Washington grows more than 300 commodities – many in the fields, vineyards and orchards around the Tri-Cities – and supports thousands of agriculture-related jobs. The $12.9 billion industry is one of the state’s most important. And it is continually under pressure from forces largely outside its control.
Producers face a convergence of challenges: rising labor and input costs, water uncertainty, workforce shortages, volatile trade dynamics, farm succession decisions, and increasingly unpredictable weather.

This is nothing new to farmers, but the effects are intensifying. And the consequences of continued inaction are becoming clear. When working lands are no longer farmed, they convert to industrial, commercial or residential use, straining the communities and food supply that depend on them.
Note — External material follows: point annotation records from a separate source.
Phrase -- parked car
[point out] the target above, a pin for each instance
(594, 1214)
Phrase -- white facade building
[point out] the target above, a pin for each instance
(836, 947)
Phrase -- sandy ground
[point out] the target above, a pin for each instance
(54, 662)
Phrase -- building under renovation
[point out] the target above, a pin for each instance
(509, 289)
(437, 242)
Too often, agriculture gets treated as a rural issue rather than a statewide priority. Ag viability, environmental stewardship and local food production are not competing priorities. They are interconnected systems, and policy that fails to recognize this connection is policy that fails farmers.
This month’s Focus magazine, inserted into our June edition, highlights our region’s agriculture – a publication that has been recognized nationally for three years in a row as a best ancillary publication in a small business journal. It brings together perspectives from growers, commodity organizations and other industry leaders working through these challenges every day. Their insights offer a candid look at where Washington agriculture stands and what is at stake.
Its future success hinges on whether state leaders, businesses and communities are willing to treat agriculture as the strategic asset it is.